Daarmee is naar het oordeel van de kantonrechter nog niet zonder meer sprake van een reële mogelijkheid tot opzegging en is het vermoeden dat het annuleringsbeding strijdig met (de geest van) de artikelen 7:408 lid 1 BW en 7:411 BW (HR 27 oktober 2017, ECLI:NL:HR:2017:2775). Hoewel de beëindiging aan [gedaagde] kan worden toegerekend (althans voor een andere conclusie heeft zij onvoldoende onderbouwing verschaft), valt niet zonder meer in te zien dat de betaling van het volle loon (minus € 160,-), gelet op alle omstandigheden van het geval, redelijk is. De kantonrechter stelt Kappersakademie in de gelegenheid om stukken in het geding te brengen waaruit blijkt welke werkzaamheden zij heeft verricht en/of kosten zij heeft gemaakt en wat daarvoor onder omstandigheden een redelijk loon is.
5.14.
De kantonrechter zal de zaak daarom naar de rol verwijzen om Kappersakademie in de gelegenheid te stellen bij akte stukken in het geding te brengen en een toelichting daarop te geven ten aanzien van de daadwerkelijk gemaakte kosten.
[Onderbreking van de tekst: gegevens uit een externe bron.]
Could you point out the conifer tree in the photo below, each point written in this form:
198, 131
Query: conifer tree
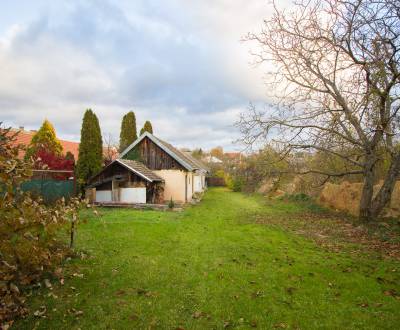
45, 139
147, 127
128, 131
90, 159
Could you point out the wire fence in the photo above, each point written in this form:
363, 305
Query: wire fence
51, 185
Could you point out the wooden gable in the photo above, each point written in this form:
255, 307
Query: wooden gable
151, 155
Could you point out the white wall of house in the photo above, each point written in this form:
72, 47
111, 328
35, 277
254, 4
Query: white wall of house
190, 185
175, 184
198, 182
103, 196
133, 195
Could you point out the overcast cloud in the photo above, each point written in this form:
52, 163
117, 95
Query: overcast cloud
179, 64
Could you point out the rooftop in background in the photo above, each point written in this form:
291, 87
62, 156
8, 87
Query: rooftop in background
24, 137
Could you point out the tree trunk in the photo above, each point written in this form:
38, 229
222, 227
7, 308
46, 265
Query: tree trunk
384, 195
368, 191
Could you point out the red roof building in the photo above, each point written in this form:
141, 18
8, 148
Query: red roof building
24, 137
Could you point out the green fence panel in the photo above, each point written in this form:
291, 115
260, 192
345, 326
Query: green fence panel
50, 190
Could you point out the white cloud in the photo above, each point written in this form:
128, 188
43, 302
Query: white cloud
179, 64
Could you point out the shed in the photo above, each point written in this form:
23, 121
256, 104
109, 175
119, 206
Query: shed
127, 181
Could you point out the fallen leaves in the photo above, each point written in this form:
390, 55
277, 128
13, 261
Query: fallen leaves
41, 312
392, 293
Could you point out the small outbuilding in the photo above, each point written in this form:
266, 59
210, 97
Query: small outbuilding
127, 181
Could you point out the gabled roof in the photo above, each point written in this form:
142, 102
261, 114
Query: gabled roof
135, 167
199, 163
175, 153
140, 169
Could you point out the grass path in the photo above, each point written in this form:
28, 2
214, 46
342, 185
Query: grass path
211, 267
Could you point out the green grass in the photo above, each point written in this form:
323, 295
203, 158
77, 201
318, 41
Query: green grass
211, 267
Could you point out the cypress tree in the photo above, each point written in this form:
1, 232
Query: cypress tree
128, 131
147, 127
90, 159
45, 139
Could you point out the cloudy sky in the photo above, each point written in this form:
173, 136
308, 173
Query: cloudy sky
178, 63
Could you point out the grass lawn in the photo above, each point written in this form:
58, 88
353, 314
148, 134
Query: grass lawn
213, 267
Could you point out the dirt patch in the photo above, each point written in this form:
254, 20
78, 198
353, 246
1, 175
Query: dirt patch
346, 197
337, 232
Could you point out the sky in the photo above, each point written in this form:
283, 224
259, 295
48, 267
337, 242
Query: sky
180, 64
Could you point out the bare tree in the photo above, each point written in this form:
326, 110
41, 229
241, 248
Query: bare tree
336, 77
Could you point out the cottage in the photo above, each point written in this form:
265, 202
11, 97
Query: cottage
150, 170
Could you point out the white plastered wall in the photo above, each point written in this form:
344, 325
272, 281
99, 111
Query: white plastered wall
175, 184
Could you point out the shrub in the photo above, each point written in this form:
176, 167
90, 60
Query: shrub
29, 231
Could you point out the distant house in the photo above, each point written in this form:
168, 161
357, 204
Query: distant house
154, 171
25, 137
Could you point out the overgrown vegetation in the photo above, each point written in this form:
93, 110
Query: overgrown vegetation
334, 76
30, 246
233, 261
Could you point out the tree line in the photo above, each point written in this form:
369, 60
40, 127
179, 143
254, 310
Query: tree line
46, 150
334, 74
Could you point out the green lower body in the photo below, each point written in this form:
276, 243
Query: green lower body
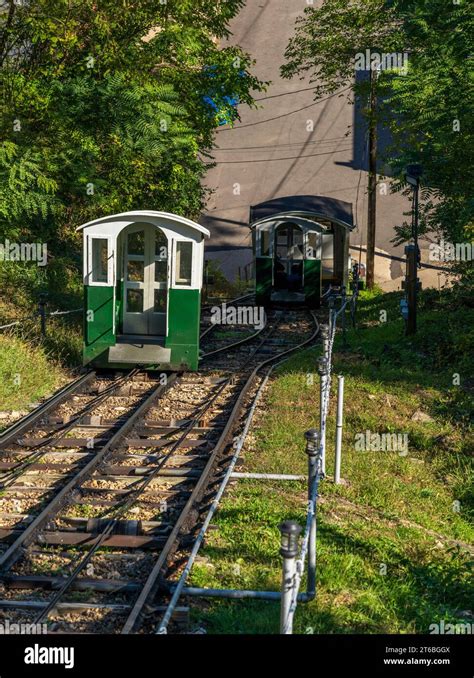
101, 308
312, 281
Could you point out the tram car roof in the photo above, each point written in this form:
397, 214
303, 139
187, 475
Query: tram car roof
144, 214
322, 207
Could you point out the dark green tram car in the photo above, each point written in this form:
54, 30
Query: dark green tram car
142, 291
301, 246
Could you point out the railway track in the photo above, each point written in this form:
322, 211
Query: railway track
103, 491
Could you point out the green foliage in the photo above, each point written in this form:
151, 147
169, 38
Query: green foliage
421, 108
102, 109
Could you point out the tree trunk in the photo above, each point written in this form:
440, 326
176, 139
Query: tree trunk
372, 186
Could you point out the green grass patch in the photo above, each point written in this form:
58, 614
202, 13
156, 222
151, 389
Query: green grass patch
393, 541
26, 373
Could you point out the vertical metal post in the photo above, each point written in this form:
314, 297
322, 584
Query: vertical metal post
290, 531
343, 306
339, 422
42, 313
323, 394
312, 450
411, 284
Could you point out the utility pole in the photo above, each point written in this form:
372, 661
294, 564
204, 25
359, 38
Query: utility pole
413, 176
372, 185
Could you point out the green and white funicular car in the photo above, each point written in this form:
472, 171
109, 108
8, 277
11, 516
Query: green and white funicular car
143, 275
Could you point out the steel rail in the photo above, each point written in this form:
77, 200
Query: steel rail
178, 589
135, 493
38, 451
151, 585
14, 552
22, 425
228, 347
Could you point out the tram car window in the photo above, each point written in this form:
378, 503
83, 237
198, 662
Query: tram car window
143, 274
301, 246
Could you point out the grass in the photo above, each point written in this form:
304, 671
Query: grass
392, 554
32, 366
26, 373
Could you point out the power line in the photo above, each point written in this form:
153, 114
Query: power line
294, 157
284, 115
284, 94
290, 144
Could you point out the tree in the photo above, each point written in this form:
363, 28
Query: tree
433, 106
103, 109
326, 43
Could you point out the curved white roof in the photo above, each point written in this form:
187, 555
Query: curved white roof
140, 214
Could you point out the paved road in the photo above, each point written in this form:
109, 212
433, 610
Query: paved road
271, 153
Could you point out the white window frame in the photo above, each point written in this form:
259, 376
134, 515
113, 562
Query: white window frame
191, 284
110, 260
319, 250
270, 229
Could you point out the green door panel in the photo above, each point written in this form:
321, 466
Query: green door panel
184, 311
312, 282
263, 279
99, 330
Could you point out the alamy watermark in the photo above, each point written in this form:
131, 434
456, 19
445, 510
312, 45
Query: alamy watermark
448, 251
382, 61
22, 629
382, 442
448, 628
25, 251
238, 315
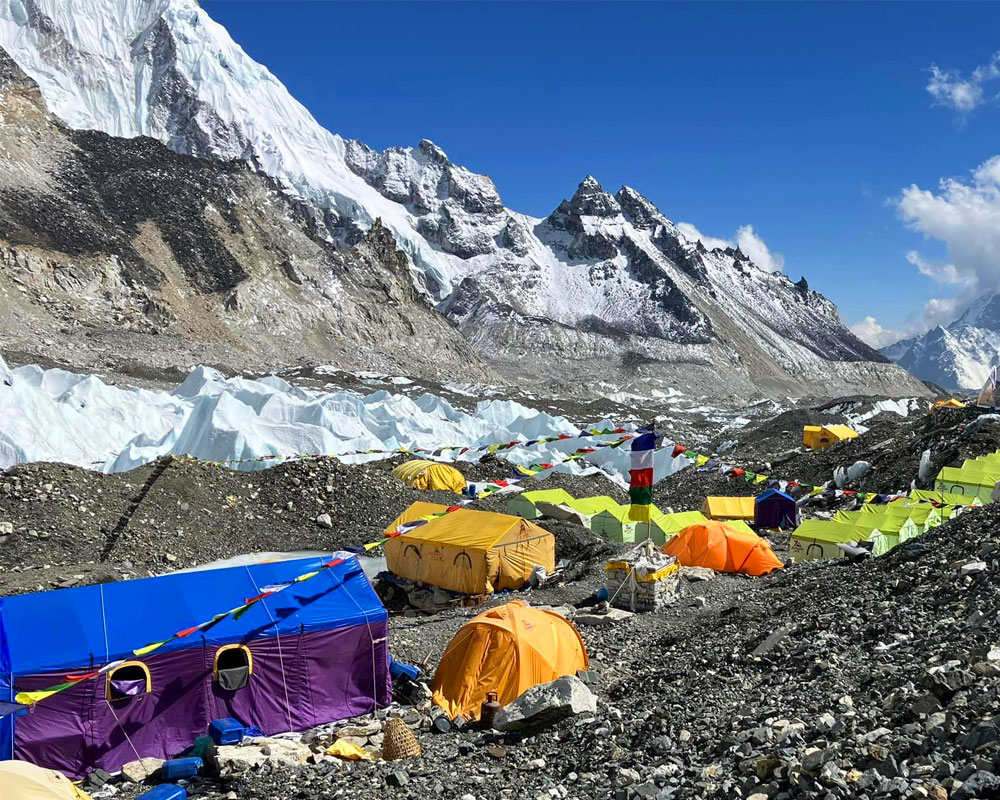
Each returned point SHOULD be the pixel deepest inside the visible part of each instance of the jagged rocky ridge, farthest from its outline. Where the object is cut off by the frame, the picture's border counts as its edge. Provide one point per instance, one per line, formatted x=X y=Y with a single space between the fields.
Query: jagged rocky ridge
x=959 y=355
x=108 y=241
x=605 y=285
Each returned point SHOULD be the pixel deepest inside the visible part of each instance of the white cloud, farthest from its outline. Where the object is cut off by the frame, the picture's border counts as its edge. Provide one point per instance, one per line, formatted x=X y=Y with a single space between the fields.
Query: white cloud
x=692 y=234
x=872 y=333
x=938 y=311
x=942 y=273
x=965 y=217
x=962 y=94
x=746 y=239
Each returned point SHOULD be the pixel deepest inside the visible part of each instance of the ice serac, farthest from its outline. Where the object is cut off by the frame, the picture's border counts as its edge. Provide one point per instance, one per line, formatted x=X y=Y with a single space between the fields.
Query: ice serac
x=604 y=287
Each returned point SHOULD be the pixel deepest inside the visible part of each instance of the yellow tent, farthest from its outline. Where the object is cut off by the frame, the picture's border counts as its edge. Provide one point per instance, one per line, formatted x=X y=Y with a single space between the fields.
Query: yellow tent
x=20 y=780
x=418 y=510
x=473 y=552
x=506 y=650
x=819 y=436
x=950 y=403
x=430 y=475
x=728 y=508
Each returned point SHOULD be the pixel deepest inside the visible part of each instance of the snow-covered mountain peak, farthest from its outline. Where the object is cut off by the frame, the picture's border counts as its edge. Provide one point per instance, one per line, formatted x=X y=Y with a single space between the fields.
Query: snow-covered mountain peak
x=983 y=313
x=604 y=279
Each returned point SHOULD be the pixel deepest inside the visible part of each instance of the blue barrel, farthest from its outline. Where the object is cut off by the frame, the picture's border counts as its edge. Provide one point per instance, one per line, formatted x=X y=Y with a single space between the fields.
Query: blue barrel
x=165 y=791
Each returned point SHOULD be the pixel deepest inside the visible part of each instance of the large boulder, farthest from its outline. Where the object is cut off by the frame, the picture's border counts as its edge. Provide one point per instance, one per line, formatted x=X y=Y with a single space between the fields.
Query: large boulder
x=234 y=759
x=547 y=703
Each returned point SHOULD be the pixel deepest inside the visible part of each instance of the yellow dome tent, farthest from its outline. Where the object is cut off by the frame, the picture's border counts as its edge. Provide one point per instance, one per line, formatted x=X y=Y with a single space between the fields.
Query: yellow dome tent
x=949 y=403
x=506 y=650
x=430 y=475
x=473 y=552
x=727 y=508
x=20 y=780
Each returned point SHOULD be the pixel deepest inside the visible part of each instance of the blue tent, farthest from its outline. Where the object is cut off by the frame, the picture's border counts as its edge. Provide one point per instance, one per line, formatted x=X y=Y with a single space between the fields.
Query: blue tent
x=332 y=626
x=774 y=509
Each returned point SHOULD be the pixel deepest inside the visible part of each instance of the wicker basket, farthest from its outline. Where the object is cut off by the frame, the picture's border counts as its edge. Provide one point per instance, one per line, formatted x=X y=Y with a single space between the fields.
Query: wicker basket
x=398 y=741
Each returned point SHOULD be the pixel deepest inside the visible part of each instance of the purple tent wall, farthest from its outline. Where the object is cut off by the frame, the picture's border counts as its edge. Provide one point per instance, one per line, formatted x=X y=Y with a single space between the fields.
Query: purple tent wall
x=325 y=675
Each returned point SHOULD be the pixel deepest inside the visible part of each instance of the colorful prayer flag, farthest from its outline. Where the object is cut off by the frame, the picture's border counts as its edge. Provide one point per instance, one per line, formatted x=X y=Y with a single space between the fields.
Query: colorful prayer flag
x=640 y=490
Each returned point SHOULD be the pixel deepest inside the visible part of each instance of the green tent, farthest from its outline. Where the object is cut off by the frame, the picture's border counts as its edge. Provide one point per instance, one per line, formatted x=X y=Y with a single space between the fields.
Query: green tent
x=893 y=529
x=818 y=538
x=943 y=498
x=666 y=526
x=924 y=515
x=523 y=505
x=968 y=482
x=587 y=507
x=614 y=524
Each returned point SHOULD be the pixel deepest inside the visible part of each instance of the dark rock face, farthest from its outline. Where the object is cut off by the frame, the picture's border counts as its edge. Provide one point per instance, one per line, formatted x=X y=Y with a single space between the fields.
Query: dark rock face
x=128 y=235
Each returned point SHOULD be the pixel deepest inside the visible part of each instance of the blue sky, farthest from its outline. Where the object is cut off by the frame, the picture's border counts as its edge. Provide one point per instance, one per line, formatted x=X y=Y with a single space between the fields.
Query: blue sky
x=805 y=121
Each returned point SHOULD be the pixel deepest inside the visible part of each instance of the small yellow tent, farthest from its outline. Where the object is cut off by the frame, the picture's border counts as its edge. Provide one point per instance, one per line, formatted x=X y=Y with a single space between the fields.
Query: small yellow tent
x=506 y=650
x=819 y=436
x=950 y=403
x=724 y=508
x=20 y=780
x=418 y=510
x=430 y=475
x=810 y=434
x=473 y=552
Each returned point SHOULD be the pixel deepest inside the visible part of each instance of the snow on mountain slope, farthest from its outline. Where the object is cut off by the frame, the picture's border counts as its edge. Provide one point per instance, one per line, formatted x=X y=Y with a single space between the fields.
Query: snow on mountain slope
x=958 y=356
x=605 y=283
x=54 y=415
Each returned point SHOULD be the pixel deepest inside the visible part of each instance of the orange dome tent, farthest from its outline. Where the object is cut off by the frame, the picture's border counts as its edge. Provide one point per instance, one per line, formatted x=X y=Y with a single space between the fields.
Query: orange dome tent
x=506 y=650
x=719 y=547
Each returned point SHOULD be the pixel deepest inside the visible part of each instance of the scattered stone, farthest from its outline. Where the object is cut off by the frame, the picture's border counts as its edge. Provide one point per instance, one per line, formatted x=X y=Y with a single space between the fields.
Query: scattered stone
x=138 y=771
x=547 y=703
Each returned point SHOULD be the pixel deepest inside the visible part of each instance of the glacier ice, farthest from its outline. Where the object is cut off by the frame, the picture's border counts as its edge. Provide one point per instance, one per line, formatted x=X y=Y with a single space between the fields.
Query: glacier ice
x=55 y=415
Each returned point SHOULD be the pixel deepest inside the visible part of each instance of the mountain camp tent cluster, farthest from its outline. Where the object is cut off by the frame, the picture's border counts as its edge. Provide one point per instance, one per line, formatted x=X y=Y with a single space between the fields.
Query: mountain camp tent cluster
x=884 y=526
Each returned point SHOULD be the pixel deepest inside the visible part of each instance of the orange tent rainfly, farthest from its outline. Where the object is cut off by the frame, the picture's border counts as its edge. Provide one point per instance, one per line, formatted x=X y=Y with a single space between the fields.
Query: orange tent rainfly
x=473 y=552
x=719 y=547
x=506 y=650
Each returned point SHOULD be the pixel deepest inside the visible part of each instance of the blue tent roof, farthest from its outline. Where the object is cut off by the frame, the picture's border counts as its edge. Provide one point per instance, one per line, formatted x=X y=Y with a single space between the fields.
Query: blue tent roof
x=772 y=494
x=88 y=625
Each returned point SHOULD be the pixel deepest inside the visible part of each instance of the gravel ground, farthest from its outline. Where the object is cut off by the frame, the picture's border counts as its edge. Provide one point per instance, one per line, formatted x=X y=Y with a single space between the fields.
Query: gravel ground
x=824 y=680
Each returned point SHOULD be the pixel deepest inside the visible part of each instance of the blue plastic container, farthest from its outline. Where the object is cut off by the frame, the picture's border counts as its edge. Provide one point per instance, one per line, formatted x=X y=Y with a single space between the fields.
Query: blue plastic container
x=226 y=731
x=398 y=668
x=178 y=768
x=165 y=791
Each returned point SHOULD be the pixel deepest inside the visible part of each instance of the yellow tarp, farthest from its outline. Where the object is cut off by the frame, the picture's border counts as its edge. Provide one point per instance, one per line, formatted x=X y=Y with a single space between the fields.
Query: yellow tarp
x=728 y=508
x=416 y=511
x=431 y=476
x=506 y=650
x=20 y=780
x=348 y=751
x=473 y=552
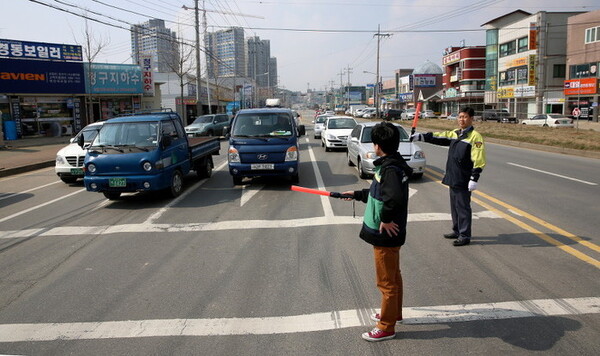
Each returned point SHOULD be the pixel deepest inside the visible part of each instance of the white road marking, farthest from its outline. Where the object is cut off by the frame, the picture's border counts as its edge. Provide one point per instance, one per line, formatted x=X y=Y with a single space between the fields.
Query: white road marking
x=219 y=225
x=248 y=191
x=164 y=209
x=552 y=174
x=28 y=190
x=331 y=320
x=41 y=205
x=324 y=200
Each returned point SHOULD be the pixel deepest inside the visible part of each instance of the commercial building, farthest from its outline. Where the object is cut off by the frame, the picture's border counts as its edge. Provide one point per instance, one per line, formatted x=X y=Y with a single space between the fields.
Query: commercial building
x=525 y=62
x=463 y=78
x=226 y=53
x=153 y=38
x=582 y=84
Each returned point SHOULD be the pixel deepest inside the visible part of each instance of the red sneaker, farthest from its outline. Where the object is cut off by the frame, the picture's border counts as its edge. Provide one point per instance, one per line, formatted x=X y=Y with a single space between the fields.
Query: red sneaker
x=378 y=335
x=377 y=318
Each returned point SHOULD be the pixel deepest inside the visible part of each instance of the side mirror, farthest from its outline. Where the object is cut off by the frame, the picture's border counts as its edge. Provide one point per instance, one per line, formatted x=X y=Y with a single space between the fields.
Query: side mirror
x=301 y=130
x=166 y=141
x=80 y=141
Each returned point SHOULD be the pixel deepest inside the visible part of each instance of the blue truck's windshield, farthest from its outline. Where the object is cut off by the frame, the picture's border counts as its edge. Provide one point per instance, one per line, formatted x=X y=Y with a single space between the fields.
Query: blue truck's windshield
x=263 y=125
x=140 y=134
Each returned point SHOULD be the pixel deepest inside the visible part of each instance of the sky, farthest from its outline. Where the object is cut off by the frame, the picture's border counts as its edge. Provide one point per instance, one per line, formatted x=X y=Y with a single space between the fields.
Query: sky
x=314 y=40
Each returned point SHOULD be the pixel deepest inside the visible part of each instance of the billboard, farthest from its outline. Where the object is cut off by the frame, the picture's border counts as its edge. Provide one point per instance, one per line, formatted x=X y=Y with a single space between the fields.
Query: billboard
x=41 y=77
x=40 y=50
x=113 y=79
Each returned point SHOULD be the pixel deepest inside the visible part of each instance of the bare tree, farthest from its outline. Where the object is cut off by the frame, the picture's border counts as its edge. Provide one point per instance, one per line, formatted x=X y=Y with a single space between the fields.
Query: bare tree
x=182 y=67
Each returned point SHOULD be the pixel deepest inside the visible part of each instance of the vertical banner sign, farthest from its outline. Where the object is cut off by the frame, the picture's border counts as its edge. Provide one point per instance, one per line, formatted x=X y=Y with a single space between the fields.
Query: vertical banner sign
x=532 y=35
x=148 y=80
x=16 y=114
x=77 y=124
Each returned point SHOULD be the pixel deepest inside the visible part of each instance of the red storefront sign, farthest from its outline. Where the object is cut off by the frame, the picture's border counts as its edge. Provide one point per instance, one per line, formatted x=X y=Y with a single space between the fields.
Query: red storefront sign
x=581 y=86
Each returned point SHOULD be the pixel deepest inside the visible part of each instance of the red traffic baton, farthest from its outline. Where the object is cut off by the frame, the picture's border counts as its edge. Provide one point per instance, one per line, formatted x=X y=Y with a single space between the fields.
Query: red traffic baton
x=321 y=192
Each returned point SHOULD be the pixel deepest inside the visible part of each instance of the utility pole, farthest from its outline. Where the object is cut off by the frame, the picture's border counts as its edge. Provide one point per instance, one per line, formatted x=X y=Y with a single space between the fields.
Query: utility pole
x=348 y=71
x=376 y=91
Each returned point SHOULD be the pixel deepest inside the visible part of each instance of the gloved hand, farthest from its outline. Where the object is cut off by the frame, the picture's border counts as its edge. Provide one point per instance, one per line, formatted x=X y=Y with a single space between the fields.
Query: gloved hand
x=416 y=137
x=472 y=185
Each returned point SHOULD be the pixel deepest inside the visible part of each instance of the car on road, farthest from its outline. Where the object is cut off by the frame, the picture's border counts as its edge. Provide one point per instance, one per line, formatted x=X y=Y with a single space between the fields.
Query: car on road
x=391 y=114
x=362 y=154
x=69 y=159
x=336 y=131
x=501 y=115
x=208 y=125
x=319 y=124
x=549 y=120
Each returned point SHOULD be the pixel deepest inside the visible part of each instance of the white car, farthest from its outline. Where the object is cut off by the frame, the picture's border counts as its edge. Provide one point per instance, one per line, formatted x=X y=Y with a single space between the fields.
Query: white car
x=69 y=159
x=550 y=120
x=336 y=131
x=361 y=153
x=320 y=124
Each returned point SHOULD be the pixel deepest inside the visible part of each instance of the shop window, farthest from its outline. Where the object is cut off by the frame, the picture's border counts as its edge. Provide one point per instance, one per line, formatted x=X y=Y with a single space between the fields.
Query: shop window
x=523 y=44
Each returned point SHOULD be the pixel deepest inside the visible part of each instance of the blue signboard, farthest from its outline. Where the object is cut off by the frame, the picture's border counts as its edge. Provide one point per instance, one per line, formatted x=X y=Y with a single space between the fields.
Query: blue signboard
x=114 y=79
x=41 y=77
x=40 y=50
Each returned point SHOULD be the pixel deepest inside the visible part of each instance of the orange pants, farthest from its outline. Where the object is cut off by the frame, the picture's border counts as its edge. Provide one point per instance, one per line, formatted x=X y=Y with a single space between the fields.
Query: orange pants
x=389 y=282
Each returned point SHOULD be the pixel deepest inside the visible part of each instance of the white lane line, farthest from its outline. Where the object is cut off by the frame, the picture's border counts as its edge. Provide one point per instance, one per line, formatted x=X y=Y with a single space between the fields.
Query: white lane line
x=248 y=191
x=220 y=225
x=188 y=191
x=28 y=190
x=552 y=174
x=39 y=206
x=332 y=320
x=324 y=200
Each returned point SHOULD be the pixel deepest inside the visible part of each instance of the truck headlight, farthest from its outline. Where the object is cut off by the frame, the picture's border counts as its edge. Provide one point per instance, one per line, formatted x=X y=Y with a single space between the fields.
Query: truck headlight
x=233 y=155
x=419 y=155
x=291 y=154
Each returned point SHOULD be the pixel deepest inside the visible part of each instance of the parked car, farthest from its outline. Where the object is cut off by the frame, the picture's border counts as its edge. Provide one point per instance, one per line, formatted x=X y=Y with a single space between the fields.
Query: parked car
x=361 y=153
x=500 y=115
x=336 y=131
x=319 y=124
x=550 y=120
x=391 y=114
x=208 y=125
x=69 y=159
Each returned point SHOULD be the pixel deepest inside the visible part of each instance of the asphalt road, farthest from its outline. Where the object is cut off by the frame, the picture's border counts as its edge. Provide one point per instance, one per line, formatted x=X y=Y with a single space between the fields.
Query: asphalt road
x=259 y=269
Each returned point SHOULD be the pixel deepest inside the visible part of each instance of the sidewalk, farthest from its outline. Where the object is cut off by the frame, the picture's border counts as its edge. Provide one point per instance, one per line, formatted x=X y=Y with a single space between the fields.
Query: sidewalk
x=28 y=154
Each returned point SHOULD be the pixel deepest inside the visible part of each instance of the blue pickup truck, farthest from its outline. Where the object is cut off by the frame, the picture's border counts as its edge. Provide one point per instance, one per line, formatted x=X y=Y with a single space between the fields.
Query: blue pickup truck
x=264 y=142
x=145 y=153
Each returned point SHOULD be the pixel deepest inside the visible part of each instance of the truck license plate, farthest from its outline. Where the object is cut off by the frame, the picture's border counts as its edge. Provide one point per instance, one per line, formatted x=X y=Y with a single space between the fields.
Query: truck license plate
x=117 y=182
x=262 y=166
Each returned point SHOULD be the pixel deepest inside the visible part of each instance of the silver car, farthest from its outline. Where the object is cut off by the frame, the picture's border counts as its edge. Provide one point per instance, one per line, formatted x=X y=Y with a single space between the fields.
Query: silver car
x=320 y=124
x=362 y=154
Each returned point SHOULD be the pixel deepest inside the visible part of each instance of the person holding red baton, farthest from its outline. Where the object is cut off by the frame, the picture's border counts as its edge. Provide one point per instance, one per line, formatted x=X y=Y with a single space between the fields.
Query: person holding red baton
x=384 y=225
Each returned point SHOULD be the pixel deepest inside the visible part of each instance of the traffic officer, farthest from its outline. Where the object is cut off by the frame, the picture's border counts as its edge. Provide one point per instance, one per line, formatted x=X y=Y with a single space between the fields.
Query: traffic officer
x=466 y=159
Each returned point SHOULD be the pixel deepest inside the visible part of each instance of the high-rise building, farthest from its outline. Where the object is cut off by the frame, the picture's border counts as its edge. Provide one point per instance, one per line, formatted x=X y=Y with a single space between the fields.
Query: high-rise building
x=226 y=53
x=153 y=38
x=259 y=58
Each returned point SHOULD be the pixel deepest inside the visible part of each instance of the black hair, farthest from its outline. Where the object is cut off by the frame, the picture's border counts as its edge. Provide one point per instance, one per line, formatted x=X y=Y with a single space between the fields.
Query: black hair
x=468 y=110
x=386 y=136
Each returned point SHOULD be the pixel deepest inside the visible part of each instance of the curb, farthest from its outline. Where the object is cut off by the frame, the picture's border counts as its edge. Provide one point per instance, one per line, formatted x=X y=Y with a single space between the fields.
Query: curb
x=22 y=169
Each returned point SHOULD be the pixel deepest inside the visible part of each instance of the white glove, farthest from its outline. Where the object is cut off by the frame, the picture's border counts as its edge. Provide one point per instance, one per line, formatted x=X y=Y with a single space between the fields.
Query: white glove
x=472 y=185
x=416 y=137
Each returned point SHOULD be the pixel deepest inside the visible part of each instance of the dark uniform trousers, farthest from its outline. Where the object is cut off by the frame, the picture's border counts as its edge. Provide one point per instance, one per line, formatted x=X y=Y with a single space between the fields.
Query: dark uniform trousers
x=460 y=208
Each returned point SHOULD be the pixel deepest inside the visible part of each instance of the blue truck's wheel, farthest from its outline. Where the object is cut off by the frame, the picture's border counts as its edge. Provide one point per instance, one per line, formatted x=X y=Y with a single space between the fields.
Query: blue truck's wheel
x=176 y=184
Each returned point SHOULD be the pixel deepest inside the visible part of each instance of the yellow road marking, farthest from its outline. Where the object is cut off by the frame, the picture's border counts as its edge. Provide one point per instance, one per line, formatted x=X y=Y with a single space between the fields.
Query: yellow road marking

Vervolgens zal kan [gedaagde] in de gelegenheid worden gesteld om bij antwoordakte reageren.
Beslissing
De kantonrechter:
- verwijst de zaak naar
de rol van donderdag 26 augustus 2021voor het nemen van een akte zoals bedoeld in 5.13 en 5.14 hiervoor;
- houdt iedere verdere beslissing aan.
Dit vonnis is gewezen door kantonrechter mr. E.A.W. Schippers, en uitgesproken ter openbare terechtzitting van 29 juli 2021.